А я считаю, что это неправильно и несправедливо, когда человеку ничего не рассказывают о его родителе. Для меня это всё равно что чего-то не знать о самой себе. Ну как Женьке не интересно, от кого она произошла?
– От человекообразных приматов, – отвечает Женька на это.
– Некоторые своё генеалогическое древо до седьмого колена знают, а мы даже отцов никогда не видели.
– Ну и что? Бывает хуже. Некоторые с рождения круглые сироты.
Какое-то время мы молчим. Я слышу, как Женькино дыхание становится спокойнее и глубже, и немножко расталкиваю её локтем, чтобы не засыпала.
– И ты ни разу его не гуглила?
– М? – вздрагивает Женька. – А? Нет, не гуглила.
– Почему?
– Ну ты представь, сколько на свете Андреев Кимов, – зевает Женька. – Отчества мы не знаем. Что мне, каждому, кто подходит по возрасту, писать: «Здрасьте, а вы, случайно, не мой папа?» А даже если попадётся мой, так он вряд ли признается. До сих пор что-то не проявлялся.

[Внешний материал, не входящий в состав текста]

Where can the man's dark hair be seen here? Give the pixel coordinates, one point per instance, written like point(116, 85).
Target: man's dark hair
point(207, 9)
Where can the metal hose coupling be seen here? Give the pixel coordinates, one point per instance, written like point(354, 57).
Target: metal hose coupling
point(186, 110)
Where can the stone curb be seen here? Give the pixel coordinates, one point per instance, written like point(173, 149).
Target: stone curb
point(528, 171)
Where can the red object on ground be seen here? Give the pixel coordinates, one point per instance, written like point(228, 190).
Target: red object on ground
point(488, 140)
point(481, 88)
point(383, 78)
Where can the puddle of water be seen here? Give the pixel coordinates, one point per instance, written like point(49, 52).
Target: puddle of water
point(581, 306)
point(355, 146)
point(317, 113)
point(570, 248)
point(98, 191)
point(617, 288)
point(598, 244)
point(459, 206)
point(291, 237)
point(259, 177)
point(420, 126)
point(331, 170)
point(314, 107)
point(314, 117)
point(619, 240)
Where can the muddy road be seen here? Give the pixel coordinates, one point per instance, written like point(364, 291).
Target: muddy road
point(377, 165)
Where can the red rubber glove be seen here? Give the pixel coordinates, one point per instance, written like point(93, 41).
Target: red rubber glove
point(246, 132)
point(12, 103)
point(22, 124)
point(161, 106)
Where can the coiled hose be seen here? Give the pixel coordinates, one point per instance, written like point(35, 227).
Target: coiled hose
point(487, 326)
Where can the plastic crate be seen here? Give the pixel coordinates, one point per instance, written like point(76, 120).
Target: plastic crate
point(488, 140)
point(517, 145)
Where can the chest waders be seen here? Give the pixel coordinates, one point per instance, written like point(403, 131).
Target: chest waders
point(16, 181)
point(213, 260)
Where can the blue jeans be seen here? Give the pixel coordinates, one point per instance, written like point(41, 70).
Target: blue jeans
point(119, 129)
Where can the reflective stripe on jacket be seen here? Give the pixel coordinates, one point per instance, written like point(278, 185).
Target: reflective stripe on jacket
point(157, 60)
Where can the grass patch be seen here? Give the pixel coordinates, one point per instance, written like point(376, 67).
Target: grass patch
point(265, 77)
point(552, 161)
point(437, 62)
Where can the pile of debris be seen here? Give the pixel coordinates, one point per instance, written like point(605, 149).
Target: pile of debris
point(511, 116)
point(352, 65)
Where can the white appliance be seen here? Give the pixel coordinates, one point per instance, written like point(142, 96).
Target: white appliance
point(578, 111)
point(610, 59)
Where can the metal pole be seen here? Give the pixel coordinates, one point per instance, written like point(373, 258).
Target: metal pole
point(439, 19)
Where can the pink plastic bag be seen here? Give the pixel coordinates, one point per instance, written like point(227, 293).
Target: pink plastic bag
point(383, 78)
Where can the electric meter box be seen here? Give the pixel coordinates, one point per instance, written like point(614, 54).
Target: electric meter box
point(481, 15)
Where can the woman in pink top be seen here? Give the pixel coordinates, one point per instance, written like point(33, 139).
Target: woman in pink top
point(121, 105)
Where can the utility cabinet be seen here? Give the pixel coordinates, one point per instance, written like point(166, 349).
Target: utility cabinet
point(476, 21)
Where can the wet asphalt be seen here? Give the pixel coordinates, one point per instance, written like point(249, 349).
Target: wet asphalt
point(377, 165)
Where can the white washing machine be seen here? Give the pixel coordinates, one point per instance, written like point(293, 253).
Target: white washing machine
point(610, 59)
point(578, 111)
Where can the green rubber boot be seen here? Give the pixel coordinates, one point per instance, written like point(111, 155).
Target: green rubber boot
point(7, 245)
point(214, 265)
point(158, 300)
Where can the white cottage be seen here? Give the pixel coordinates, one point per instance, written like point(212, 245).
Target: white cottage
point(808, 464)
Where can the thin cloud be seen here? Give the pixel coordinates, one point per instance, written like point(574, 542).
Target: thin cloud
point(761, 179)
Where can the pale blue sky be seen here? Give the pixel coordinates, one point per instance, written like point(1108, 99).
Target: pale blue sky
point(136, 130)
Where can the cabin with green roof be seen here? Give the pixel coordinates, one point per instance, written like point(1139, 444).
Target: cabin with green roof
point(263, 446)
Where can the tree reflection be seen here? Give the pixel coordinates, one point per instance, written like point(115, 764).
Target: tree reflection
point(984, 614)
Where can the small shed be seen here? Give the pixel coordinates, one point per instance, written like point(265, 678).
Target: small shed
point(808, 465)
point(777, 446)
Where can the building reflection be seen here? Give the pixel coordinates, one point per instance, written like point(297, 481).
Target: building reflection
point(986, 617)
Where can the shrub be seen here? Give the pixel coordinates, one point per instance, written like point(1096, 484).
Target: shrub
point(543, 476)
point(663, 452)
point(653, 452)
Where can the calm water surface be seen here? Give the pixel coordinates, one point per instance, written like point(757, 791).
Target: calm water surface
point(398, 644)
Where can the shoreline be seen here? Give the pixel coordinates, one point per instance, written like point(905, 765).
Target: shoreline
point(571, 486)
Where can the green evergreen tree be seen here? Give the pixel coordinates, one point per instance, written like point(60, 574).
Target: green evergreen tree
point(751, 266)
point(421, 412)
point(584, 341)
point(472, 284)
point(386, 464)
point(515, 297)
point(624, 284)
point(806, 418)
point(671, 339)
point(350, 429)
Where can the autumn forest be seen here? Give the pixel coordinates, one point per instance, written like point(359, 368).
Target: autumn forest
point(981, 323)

Это Женька вслед за бабушкой повторяет.
– Может, он тоже сидит и гадает, какая именно Женя Ким его дочка?
– Нет, – отрезает Женька. – Он бы позвонил, у нас номер с тех пор не поменялся. Я ему просто не нужна, вот и всё.
Женька говорит это бесцветным голосом, без злобы и обиды. Как я говорю, что у меня аллергия на животных. Когда я кому-нибудь об этом рассказываю, меня сразу начинают жалеть: «И у тебя никогда не было собаки? И даже хомячка с попугайчиком?» Не было. Я даже в зоопарке сразу чихать начинаю. И не то чтобы я ужасно горюю по этому поводу, просто это непреложный факт. Вот и Женька ведёт себя так, словно у неё нет папы из-за какой-нибудь аллергии. Но папа – это ведь не попугайчик, это совсем другое.
Когда у тебя прочерк в графе «отец», ты вроде как не такой, как надо, неправильный, ненормальный. Половинчатый. Зачем его ставят, этот прочерк? Чтобы подчеркнуть, что у тебя вместо папы – пустота?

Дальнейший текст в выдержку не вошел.